Currently, a lawyer can apply for additional legal aid funding when a section 27 report may be helpful. The incoming government proposes to remove that funding. The National Party, for example, have said this is because s 27 reports are written by “individuals without expertise or qualifications” and are “designed to influence judges to deliver lighter sentences”.

This interpretation fails to acknowledge the purpose and intent of the Sentencing Act and the reports, along with the qualifications and experience of the report writers. For example, our report writing collective, Sentence Equality, includes graduates from law, criminology, sociology, anthropology, education and health disciplines.

If they were axed, what would that mean for defendants, particularly Māori?

Section 27 (and its predecessor) arose from a clear and urgent need to address inequitable criminal justice outcomes for Māori, to recognise that prison sentences were failing to prevent recidivist offending, and to prioritise options for rehabilitation and community-based redress where possible. Removing funding for section 27 reports is removing action on those fronts.

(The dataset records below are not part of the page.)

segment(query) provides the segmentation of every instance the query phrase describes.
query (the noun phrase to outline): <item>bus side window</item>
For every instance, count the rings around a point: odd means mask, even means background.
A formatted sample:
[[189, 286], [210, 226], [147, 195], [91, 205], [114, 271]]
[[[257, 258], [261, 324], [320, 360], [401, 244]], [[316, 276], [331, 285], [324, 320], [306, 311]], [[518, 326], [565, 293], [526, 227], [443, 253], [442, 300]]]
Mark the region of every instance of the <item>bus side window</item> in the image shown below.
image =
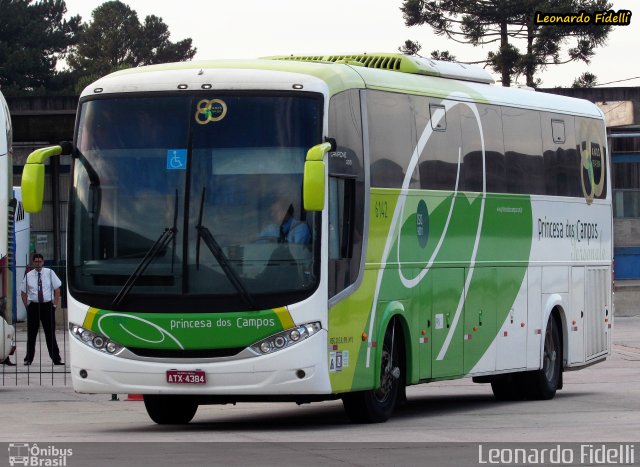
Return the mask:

With funding for written reports removed, section 27 provisions will be available only to those with access to private financial resources. Wealthier groups would have a greater level of representation in Court than those in poverty. This is a significant concern for Māori who remain culturally, socially, and financially disenfranchised.

Written section 27 reports are available to, and used by, all ethnicities. However, the ongoing tragedy of Māori over-representation in court means defunding these reports has a disparate, negative impact for Māori who will suffer significant harm by the incoming government’s proposed actions.

Tara Oakley (Ngāti Tāwhaki, Ngāi Tūhoe) and Rebecca Cupples are report writers for Sentence Equality.